Long time readers will remember the saga of Yssabelle, one of the little humans on my caseload. Two years ago today, Yzzy’s parents made the heart wrenching decision to move forward with the only remaining option: a bone marrow transplant.
For the uninitiated, Yzzy had true systemic mastocytosis, which is rare in a child. She also had a primary immunodeficiency, adrenal insufficiency, seizures and a half dozen other things. She reacted to everything. She couldn’t eat. She couldn’t go to school. She couldn’t run around. She had a central line and received continuous infusion 24 hours a day. She shocked multiple times a month. Just awful.
In 2016, after months of decompensating, Yzzy was diagnosed with hemophagocytic lymphohistiocytosis, a rare blood disorder that causes her body to eat up its own red blood cells. Mast cell patients around the world prayed for her, sent cards and presents, and bought the Girl Scout cookie she was shilling like a pro. We tried several therapies to manage the HLH. None of them worked.

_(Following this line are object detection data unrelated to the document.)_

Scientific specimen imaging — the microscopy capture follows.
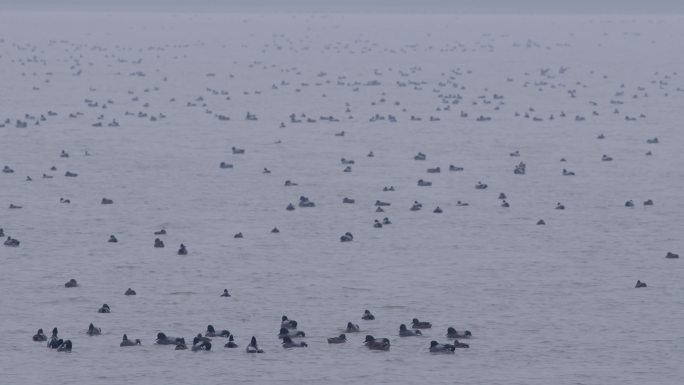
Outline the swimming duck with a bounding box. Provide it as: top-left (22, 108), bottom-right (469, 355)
top-left (278, 327), bottom-right (306, 338)
top-left (33, 329), bottom-right (47, 342)
top-left (119, 334), bottom-right (140, 346)
top-left (430, 341), bottom-right (456, 353)
top-left (363, 335), bottom-right (390, 351)
top-left (245, 336), bottom-right (264, 353)
top-left (223, 334), bottom-right (238, 349)
top-left (447, 327), bottom-right (472, 338)
top-left (347, 322), bottom-right (361, 333)
top-left (86, 323), bottom-right (102, 337)
top-left (204, 325), bottom-right (230, 338)
top-left (57, 340), bottom-right (71, 352)
top-left (178, 243), bottom-right (188, 255)
top-left (283, 336), bottom-right (309, 349)
top-left (411, 318), bottom-right (432, 329)
top-left (399, 324), bottom-right (423, 337)
top-left (156, 332), bottom-right (185, 345)
top-left (328, 334), bottom-right (347, 344)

There were a lot of things that we didn’t disclose at the time. People knew Yzzy was sick. Most have no idea how sick she was. Yzzy was dying. She was going downhill at a breakneck speed. She had failed other treatments for HLH. She had significant organ damage. The pain was awful. Without the transplant, Yzzy would die of HLH. But there was a less than 50% chance of surviving the brutal induction chemo and transplant. Truly the stuff of nightmares.
Because Yzzy was already assuming all the risk of a transplant, our goal became curing not just HLH but her systemic mastocytosis. While having no experience with mastocytosis, her transplant team was excellent. They were open to learning about mast cell disease and taking advice from experts. Ultimately, her induction chemo protocol was altered to increase our chances of success in killing two birds with one stone.
I don’t know a word strong enough to convey the terror I felt everyday for this little girl. Afraid to the point of paralysis. The stakes were so, so high. There was no margin for error.
I really thought she was going to die. I said to a close friend, “When Yzzy Eddlemon dies, I’m out.” Done with working patient cases. This wasn’t a moment of hysteria. I meant it. I didn’t think my heart could take watching another child suffer through everything that Yzzy had experienced.
But then something miraculous happened: she didn’t die. Against incredible odds (literally almost dying two days before the transplant), she survived. We anxiously waited for months to see if the transplant had cured her HLH and mast cell disease.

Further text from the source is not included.